Fix bug in the CPU flash attention implementation

2026-02-22 22:24:11 +00:00 · 2026-01-30 09:50:48 +02:00
parent 686fd1ebec
commit efd331f3eb
1 changed files with 4 additions and 2 deletions
--- a/ggml/src/iqk/fa/iqk_fa_templates.h
+++ b/ggml/src/iqk/fa/iqk_fa_templates.h
@@ -1412,7 +1412,9 @@ void compute_helper_q(KHelper& kh, VHelper& vh, int nq1, int nk1, int stride_q,
        const float * q, const char * mask, float * qkv,
        const float * sinkf, float * M, float * S, char * qptr) {
    auto q8 = (typename KHelper::block_q8 *)qptr;
-    if constexpr (q_step > 1 && std::is_same_v<KHelper, HelperQ80>) {
+    // This optimization fails under certain conditions (see https://github.com/ikawrakow/ik_llama.cpp/issues/1205)

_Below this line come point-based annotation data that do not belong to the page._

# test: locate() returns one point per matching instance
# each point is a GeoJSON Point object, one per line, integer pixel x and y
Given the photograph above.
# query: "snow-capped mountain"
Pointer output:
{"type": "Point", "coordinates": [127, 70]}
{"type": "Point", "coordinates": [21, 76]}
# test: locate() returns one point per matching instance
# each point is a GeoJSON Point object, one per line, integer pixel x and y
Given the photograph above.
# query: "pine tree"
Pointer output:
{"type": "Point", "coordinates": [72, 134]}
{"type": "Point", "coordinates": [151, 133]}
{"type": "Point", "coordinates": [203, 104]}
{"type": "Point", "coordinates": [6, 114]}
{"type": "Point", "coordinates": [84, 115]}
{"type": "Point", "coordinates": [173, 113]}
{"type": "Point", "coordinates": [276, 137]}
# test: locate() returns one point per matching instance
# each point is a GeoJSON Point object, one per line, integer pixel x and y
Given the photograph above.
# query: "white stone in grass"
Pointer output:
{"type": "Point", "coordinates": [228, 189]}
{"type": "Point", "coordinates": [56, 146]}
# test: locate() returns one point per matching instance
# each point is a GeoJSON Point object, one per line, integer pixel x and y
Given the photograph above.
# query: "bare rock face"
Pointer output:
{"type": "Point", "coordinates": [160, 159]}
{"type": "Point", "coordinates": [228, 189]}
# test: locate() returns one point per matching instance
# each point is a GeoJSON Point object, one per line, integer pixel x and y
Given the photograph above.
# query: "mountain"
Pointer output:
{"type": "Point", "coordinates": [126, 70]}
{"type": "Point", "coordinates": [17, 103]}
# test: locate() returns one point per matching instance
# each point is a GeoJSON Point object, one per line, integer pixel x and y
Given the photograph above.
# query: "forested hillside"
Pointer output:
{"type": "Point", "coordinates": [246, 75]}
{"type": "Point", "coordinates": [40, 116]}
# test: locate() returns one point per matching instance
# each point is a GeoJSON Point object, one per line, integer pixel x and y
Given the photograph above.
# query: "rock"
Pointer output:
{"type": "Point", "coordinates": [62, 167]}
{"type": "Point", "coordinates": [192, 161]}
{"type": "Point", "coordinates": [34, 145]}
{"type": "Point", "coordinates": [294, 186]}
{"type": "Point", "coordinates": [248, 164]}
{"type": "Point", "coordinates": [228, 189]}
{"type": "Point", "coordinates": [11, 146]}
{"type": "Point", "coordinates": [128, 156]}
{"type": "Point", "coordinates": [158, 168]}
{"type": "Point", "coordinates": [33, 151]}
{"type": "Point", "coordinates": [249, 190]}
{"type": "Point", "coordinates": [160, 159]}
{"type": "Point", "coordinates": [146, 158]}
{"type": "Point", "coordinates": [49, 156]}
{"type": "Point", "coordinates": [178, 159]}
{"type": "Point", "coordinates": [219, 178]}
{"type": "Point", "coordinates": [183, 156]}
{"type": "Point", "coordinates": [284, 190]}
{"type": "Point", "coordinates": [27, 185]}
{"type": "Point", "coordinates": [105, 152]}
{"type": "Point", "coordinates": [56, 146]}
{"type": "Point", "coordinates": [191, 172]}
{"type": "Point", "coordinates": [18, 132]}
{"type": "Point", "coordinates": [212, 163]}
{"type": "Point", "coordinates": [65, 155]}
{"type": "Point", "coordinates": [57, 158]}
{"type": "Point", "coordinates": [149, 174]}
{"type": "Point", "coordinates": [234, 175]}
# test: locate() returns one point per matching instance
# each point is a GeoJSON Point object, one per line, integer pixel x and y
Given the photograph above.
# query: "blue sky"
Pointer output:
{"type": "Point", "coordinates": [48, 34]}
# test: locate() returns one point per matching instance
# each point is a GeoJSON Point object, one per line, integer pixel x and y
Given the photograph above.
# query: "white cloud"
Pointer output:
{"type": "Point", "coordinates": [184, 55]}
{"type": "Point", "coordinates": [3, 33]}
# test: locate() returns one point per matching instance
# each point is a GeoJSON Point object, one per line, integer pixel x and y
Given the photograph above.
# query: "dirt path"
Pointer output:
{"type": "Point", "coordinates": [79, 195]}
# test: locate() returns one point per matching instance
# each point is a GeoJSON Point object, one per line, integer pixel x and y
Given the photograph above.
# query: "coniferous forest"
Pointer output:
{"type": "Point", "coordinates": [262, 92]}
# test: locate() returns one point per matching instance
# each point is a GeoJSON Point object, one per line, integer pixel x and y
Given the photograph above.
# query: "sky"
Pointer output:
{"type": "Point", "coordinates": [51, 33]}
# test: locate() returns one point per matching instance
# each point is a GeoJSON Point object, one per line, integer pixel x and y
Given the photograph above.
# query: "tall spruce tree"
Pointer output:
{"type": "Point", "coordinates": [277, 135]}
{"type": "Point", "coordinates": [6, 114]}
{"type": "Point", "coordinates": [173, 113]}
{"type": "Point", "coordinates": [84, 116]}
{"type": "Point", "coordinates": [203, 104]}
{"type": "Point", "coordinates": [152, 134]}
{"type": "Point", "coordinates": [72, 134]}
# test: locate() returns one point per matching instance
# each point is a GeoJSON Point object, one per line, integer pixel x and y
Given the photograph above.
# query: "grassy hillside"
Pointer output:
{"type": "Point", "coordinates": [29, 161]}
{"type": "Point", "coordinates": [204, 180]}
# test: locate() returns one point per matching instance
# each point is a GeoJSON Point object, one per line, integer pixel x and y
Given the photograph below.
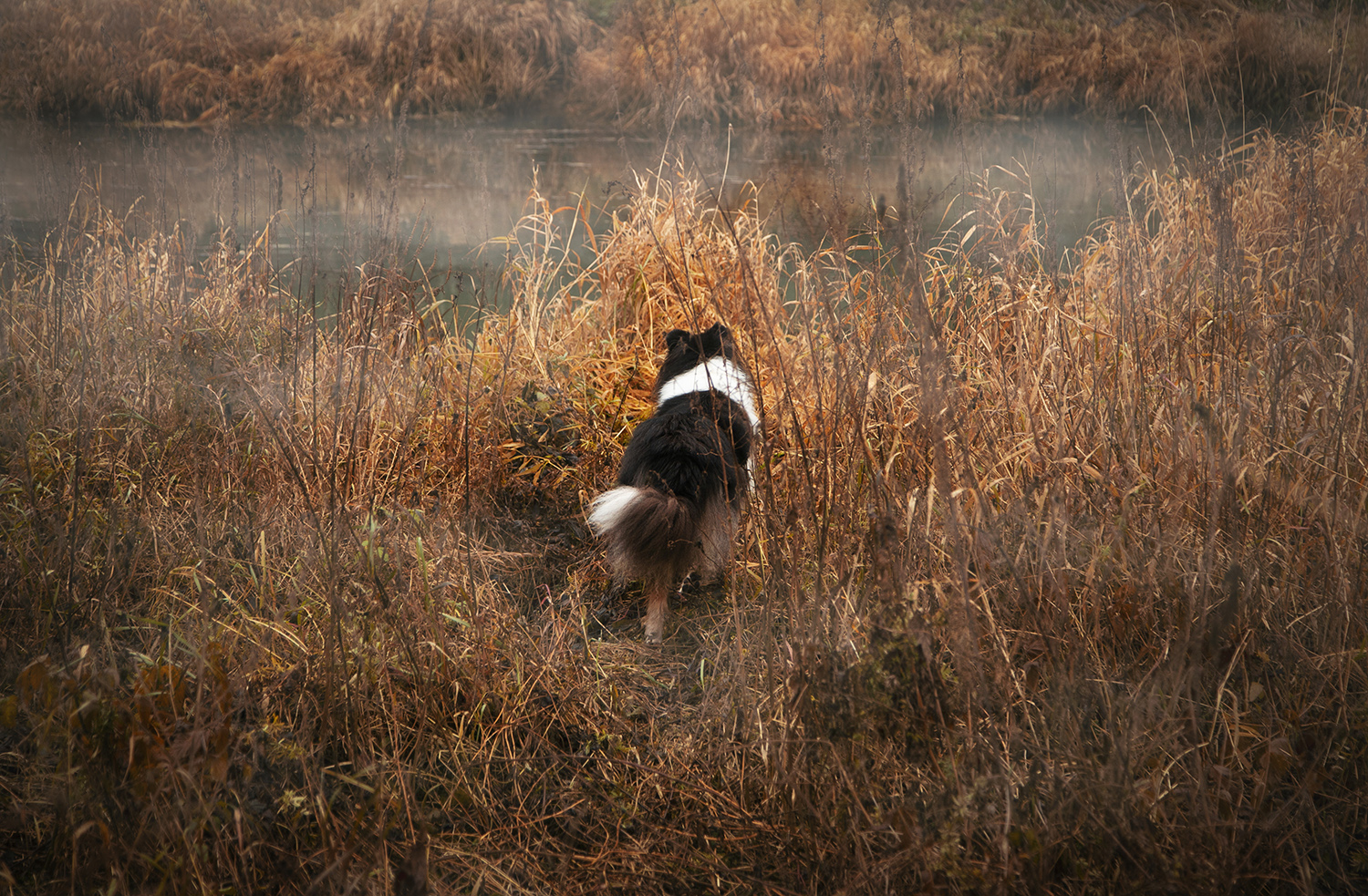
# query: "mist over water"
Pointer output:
{"type": "Point", "coordinates": [438, 191]}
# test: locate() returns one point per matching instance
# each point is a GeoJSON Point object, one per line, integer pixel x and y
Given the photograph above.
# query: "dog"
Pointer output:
{"type": "Point", "coordinates": [686, 472]}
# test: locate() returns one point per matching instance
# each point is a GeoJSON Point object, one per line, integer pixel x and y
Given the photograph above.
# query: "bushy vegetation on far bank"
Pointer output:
{"type": "Point", "coordinates": [656, 62]}
{"type": "Point", "coordinates": [1053, 579]}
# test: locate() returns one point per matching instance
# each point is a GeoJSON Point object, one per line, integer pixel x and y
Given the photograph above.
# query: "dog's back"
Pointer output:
{"type": "Point", "coordinates": [684, 474]}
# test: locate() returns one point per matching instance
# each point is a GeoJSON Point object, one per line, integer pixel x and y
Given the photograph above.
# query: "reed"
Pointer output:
{"type": "Point", "coordinates": [1052, 581]}
{"type": "Point", "coordinates": [656, 62]}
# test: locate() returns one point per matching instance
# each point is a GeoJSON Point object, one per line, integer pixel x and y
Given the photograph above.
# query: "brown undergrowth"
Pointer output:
{"type": "Point", "coordinates": [1053, 581]}
{"type": "Point", "coordinates": [645, 63]}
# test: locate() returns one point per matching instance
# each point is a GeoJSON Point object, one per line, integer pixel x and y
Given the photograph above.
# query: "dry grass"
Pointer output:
{"type": "Point", "coordinates": [658, 62]}
{"type": "Point", "coordinates": [1053, 581]}
{"type": "Point", "coordinates": [306, 62]}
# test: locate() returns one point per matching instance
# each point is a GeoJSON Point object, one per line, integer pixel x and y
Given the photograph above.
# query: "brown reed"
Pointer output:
{"type": "Point", "coordinates": [656, 62]}
{"type": "Point", "coordinates": [1052, 582]}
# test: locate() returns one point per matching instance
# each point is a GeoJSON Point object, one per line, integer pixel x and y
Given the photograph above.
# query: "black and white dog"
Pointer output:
{"type": "Point", "coordinates": [684, 474]}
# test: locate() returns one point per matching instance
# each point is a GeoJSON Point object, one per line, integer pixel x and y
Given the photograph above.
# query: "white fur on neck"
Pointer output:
{"type": "Point", "coordinates": [721, 375]}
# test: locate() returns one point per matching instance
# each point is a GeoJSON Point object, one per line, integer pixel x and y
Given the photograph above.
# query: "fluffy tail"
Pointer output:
{"type": "Point", "coordinates": [648, 532]}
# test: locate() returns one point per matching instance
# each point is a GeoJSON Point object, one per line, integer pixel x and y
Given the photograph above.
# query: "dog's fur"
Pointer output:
{"type": "Point", "coordinates": [684, 474]}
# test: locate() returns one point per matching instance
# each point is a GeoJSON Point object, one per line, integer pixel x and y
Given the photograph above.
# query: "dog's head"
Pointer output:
{"type": "Point", "coordinates": [684, 349]}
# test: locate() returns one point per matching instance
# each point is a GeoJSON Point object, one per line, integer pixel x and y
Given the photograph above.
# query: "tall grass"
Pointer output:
{"type": "Point", "coordinates": [651, 62]}
{"type": "Point", "coordinates": [1053, 578]}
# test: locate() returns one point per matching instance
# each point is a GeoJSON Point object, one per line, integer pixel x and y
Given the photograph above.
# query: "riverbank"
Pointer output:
{"type": "Point", "coordinates": [1052, 579]}
{"type": "Point", "coordinates": [640, 63]}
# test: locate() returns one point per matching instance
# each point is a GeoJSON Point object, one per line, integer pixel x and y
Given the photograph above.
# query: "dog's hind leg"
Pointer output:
{"type": "Point", "coordinates": [657, 590]}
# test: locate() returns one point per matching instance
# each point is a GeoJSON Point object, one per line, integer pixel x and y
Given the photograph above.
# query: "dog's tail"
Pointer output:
{"type": "Point", "coordinates": [645, 530]}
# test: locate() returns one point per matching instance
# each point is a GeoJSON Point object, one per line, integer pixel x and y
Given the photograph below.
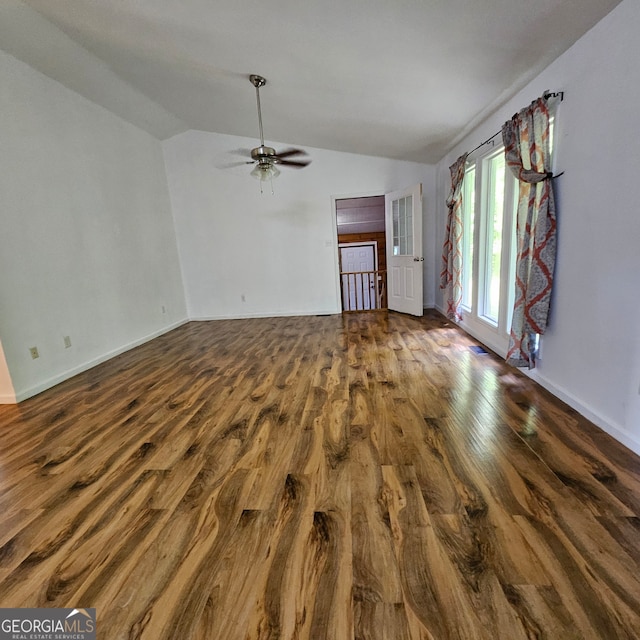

+    // => disabling until I figure out what goes wrong
+    if constexpr (false && q_step > 1 && std::is_same_v<KHelper, HelperQ80>) {
        if (nq1 == q_step) {
            fms.init_qstep();
            kh.reset_block();
@@ -1424,7 +1426,7 @@ void compute_helper_q(KHelper& kh, VHelper& vh, int nq1, int nk1, int stride_q,
            auto mr = mask;
            for (int k1 = 0; k1 < nk1/k_step; ++k1) {
                auto Mc = (const uint16_t *)(mr + (q_step - 1)*stride_m);
-                if (Mc[0] != 0) break;
+                if (k1 > 0 && Mc[0] != 0) break;
                HelperQ80R8<Dk>::repack(k_step, kh.block, kh.stride, q8r8);
                KQHelper::mul_mask_kq(khr8, stride_m, q8r, mr, fms);
                fqkv.accumulate_qkv(vh, fms);